After a feature piece in the Boston Globe’s Sunday magazine on a trip down the Mississippi celebrating Mark Twain’s 150th anniversary, an editor from the Atlantic Monthly Press called. He told Haygood, “You have the skills to write books.” So he did.
Haygood’s books are not produced quickly. He is a meticulous researcher and constant traveler — a “solo voyager,” he likes to say. He needs four to five years to produce each book. All that shoe leather and commitment leads to excellence and recognition.
As a traveler, Haygood has reported from France, Germany and India. In South Africa, he wrote about Nelson Mandela’s liberation from prison, and in Somalia, he was kidnapped and then ransomed by rebels. In addition to Pulitzer Prize nominations as a reporter, his books have earned multiple honors, including Guggenheim and National Endowment for the Humanities fellowships. In 2022, acknowledging the long arc of his work, the Dayton Literary Peace Prize honored him with the Richard C. Holbrooke Distinguished Achievement Award.

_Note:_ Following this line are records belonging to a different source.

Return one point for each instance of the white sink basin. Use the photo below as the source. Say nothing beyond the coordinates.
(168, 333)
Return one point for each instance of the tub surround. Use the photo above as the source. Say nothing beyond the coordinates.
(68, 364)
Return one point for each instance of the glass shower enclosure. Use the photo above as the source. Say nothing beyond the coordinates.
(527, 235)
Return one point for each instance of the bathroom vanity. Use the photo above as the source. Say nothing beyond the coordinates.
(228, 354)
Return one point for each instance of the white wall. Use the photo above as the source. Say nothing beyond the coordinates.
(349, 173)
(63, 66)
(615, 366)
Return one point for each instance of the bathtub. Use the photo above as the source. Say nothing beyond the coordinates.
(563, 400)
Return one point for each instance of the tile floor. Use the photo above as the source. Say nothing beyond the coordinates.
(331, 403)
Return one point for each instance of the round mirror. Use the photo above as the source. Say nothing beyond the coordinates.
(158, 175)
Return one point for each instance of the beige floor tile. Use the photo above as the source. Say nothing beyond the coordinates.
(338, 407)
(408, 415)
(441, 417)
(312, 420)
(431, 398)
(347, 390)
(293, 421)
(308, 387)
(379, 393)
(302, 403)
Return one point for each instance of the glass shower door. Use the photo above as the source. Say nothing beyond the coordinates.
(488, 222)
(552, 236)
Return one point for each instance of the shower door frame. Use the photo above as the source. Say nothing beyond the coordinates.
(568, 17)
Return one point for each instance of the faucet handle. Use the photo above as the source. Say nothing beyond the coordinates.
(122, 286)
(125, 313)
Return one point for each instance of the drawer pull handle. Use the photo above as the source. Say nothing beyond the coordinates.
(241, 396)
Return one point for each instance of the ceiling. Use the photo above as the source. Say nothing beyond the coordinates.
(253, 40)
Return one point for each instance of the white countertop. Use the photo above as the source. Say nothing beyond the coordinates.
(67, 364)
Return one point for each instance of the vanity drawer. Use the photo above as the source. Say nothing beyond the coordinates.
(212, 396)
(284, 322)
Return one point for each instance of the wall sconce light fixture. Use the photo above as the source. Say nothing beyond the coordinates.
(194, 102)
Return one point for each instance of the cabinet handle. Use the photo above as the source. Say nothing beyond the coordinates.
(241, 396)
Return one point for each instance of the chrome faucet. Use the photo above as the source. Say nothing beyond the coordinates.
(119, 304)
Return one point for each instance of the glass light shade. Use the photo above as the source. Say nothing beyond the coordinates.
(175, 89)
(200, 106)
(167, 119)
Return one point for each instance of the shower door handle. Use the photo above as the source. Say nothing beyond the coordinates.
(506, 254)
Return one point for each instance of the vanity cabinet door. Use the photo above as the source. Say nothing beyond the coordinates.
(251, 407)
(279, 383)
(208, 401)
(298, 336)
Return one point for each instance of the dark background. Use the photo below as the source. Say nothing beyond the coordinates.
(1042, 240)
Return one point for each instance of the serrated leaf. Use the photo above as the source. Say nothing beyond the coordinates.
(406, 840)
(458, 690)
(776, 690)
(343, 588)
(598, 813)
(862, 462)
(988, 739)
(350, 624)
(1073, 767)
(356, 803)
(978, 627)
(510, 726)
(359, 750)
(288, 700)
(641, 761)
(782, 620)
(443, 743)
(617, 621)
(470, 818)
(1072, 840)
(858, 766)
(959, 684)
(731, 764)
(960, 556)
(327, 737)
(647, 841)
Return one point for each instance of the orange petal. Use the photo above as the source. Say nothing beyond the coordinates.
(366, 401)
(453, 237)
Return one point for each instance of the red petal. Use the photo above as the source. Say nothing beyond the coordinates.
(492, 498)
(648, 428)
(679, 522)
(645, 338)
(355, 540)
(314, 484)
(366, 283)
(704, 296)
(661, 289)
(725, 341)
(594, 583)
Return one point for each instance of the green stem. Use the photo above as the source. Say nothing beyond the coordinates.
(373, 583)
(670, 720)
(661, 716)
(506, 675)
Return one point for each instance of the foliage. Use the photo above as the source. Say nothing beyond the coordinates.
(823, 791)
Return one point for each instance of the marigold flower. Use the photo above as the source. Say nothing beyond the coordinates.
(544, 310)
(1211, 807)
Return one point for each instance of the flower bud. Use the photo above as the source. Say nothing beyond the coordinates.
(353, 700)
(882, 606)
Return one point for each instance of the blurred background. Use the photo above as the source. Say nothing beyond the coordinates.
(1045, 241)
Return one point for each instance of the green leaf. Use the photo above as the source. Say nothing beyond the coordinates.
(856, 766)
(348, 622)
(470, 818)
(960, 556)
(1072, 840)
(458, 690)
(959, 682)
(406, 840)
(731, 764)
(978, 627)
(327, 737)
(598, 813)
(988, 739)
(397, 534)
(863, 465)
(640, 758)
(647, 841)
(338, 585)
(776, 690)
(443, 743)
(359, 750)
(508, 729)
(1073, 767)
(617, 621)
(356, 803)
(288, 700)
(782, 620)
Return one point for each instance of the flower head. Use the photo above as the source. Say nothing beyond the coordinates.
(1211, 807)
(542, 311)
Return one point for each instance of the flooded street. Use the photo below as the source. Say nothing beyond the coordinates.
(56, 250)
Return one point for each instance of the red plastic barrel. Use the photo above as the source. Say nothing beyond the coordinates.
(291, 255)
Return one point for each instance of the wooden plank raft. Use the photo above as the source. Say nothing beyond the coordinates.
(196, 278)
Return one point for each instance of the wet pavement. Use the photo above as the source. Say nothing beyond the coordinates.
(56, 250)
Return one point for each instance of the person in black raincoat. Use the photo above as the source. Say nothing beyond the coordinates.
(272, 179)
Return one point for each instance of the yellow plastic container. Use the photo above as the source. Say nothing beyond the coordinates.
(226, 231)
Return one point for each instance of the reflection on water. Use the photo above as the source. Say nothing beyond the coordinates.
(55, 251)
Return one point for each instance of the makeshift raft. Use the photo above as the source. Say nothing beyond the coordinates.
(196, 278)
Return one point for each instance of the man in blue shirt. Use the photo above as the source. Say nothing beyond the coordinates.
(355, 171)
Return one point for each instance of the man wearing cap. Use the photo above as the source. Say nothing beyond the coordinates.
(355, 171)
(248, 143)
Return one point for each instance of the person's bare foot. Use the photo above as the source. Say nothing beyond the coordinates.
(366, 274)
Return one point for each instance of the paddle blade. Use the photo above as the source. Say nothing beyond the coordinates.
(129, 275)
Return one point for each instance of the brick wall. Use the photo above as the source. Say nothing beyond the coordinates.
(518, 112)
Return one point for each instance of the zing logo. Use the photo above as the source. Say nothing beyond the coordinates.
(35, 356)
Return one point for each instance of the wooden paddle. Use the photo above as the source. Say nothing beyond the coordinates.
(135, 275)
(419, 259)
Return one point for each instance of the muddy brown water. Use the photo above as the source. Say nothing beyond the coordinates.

Haygood’s books are about American history. “Black souls,” he says, are at the center of the tapestry of this country.
“Without Frederick Douglas, Ida B. Wells, Thurgood Marshall, Sidney Poitier, Duke Ellington, Louis Armstrong, Harry Belafonte, Toni Morrison, Alice Walker, Oprah Winfrey and so many more,” Haygood said, “you do not have the full fabric of America, the mosaic that has become America.”
Richard Campbell is a professor emeritus and founding chair of the Department of Media, Journalism and Film at Miami University. He is also a co-founder of the Oxford Free Press.